Greatness of U.S. Grant Comes Into Sharp Relief at 200

He crushed the Confederacy as general and the Ku Klux Klan as president, yet he’s denigrated for a quirk of fate.

Ulysses S. Grant when he was Lieutenant General of the U.S. Army. Wikimedia Commons

On April 27, 1822, Hiram Ulysses Grant was born at Point Pleasant, Ohio. He crushed the Confederacy as general and the Ku Klux Klan as president, yet he’s denigrated for a quirk of fate: He owned a slave for about a year.

This is used to discount Grant’s entire legacy, even though we only know this historical footnote because of the manumission paperwork the general filed to free the man, 35-year-old William Jones.

I asked presidential historian Louis Picone, author of “Grant’s Tomb: The Epic Death of Ulysses S. Grant and the Making of an American Pantheon,” what he made of William Jones on the 200th anniversary of Grant’s birth.

“Grant freed him instead of selling him,” Mr. Picone said, “at a time when Grant was practically destitute with a family to support.” In the financial circumstances of the time, Jones was the Grant family’s biggest asset.

The 18th president never sought people to own. The freedom papers show that he received Jones from his slaveholding father-in-law, Frederick Dent, when he married his daughter, Julia. As a child with poor vision, Julia grew accustomed to relying on people held in bondage.

The Grant family, however, were abolitionists. When Jesse Grant offered to help his son, he made a point of saying he wouldn’t lift a finger so long as his son lived “among a tribe of slave-owners.” And the Grants were desperate for the money.

The future general failed at one job after another before the war, ending up so destitute he was reduced to selling firewood to feed his family. Dent saw his daughter marry a man with few prospects, less cash, and no household help. He expected his daughter to have servants, which was why he’d given her four human beings in her youth. 

Colonel Theodore Lyman described Grant as wearing “an expression as if he had determined to drive his head through a brick wall and was about to do it,” but “Sam” often surrendered to his wife’s wishes. 

As Louis Picone said, “Given what we know of Grant’s inherent decency, it would not be unrealistic to assume that William Jones was treated with human dignity and freed as soon as Grant felt he could do so.” 
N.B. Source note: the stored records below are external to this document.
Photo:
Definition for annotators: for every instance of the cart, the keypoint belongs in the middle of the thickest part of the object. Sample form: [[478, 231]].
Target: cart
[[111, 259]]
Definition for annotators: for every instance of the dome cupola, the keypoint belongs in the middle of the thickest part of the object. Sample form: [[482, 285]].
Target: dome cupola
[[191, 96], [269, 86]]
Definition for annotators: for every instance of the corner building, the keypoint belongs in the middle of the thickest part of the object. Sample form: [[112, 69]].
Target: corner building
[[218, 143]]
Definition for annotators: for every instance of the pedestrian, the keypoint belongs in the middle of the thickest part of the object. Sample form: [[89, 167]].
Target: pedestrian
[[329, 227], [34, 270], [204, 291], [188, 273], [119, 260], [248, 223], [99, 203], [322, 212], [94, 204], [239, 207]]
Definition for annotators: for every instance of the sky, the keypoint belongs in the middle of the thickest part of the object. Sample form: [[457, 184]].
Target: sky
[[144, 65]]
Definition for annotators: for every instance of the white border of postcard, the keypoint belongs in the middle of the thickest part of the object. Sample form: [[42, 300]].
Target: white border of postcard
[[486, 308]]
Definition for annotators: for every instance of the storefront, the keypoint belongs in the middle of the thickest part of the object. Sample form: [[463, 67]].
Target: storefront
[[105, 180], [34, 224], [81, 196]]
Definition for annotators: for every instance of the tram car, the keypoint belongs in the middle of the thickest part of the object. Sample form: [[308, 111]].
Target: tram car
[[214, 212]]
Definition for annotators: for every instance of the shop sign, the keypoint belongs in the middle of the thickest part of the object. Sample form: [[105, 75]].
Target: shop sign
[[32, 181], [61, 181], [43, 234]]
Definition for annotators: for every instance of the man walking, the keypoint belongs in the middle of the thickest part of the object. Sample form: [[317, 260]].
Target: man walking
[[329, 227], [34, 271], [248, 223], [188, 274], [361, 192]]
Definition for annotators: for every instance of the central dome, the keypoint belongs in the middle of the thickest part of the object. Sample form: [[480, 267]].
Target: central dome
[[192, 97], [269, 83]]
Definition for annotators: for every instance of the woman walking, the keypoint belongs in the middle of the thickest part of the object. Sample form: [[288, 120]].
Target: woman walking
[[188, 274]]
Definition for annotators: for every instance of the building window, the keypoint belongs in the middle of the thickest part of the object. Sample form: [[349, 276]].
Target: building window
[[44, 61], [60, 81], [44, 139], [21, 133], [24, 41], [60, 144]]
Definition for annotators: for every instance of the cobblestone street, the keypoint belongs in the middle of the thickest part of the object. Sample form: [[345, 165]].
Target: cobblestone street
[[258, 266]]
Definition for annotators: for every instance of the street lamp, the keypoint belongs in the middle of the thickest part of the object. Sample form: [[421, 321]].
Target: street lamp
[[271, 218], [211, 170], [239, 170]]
We do know that Jones’s bondage gnawed at Grant’s conscience, if not those of his in-laws. At his farm, with the fitting name “Hardscrabble,” town folks mocked him for working shoulder-to-shoulder with enslaved persons.
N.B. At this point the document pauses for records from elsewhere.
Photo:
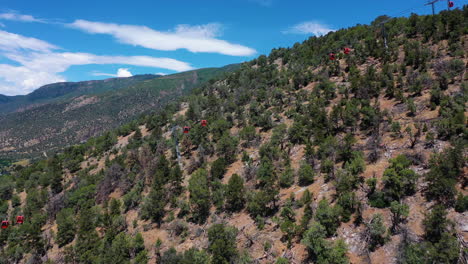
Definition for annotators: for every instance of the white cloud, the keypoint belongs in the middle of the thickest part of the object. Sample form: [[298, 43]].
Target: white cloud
[[121, 72], [193, 38], [14, 42], [263, 2], [14, 16], [41, 64], [309, 27]]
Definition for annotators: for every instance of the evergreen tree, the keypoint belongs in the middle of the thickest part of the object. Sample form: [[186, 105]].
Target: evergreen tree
[[222, 243], [306, 175], [199, 195], [235, 193]]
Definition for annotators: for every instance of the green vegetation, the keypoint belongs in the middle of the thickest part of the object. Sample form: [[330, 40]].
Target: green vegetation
[[361, 127]]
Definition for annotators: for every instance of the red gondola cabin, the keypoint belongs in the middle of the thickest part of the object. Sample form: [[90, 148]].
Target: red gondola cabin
[[19, 219]]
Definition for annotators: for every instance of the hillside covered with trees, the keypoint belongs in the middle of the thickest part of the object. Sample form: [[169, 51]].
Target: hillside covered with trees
[[305, 157], [59, 115]]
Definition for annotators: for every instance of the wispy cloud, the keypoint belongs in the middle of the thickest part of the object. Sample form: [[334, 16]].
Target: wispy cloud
[[309, 27], [122, 72], [14, 42], [263, 2], [15, 16], [193, 38], [40, 63]]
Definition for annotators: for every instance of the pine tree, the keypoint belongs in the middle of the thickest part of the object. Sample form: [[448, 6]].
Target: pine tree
[[199, 195], [235, 193]]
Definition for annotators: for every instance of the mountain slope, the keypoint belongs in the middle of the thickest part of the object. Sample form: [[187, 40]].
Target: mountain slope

Novelist Hamlin Garland spoke to several Grant neighbors, writing that one, Jefferson Sapington, recalled, “The use of slaves on the farm … was a source of irritation and shame to Grant.” Sapington mocked him as “helpless when it came to making slaves work.”

Another neighbor, one Mrs. Boggs, agreed. “He wouldn’t whip them. He was too gentle and good tempered — and besides, he was not a slavery man.” 

Frederick Douglass expressed this aspect of Grant’s character, saying that he was “a man too broad for prejudice, too humane to despise the humblest, too great to be small at any point. In him, the Negro found a protector…”

So how did we get to the point where, in June 2020, San Francisco vandals toppled a statue of Grant for his brief sin of owning William Jones? The answer is a bit of supreme historical irony.

After the war, the Southern Democrats, who’d been routed on the battlefield by “Unconditional Surrender Grant,” set about writing the myth of the Lost Cause, sanitizing the reason they fought — slavery — and savaging Republicans in general and the general in particular.

Imagine those former slaveholders who cast Grant as their villain laughing: Their character assassination proved so effective, even those who fancy themselves modern abolitionists believe it.

Yet when Ulysses S Grant had the opportunity, he freed William Jones rather than insisting he purchase the God-given rights enshrined in the Constitution of the United States or sell him to fill little Grant bellies.

Grant’s Tomb bears his quote “Let Us Have Peace,” but I remember other words on the bicentennial of his birth, those in the papers for William Jones, where Grant declared, “I do hereby manumit, emancipate & set free said William from slavery. Forever.”

Happy birthday, General Grant. Thank you for giving William Jones — and four million other Americans held in bondage — the greatest gift of all, freedom.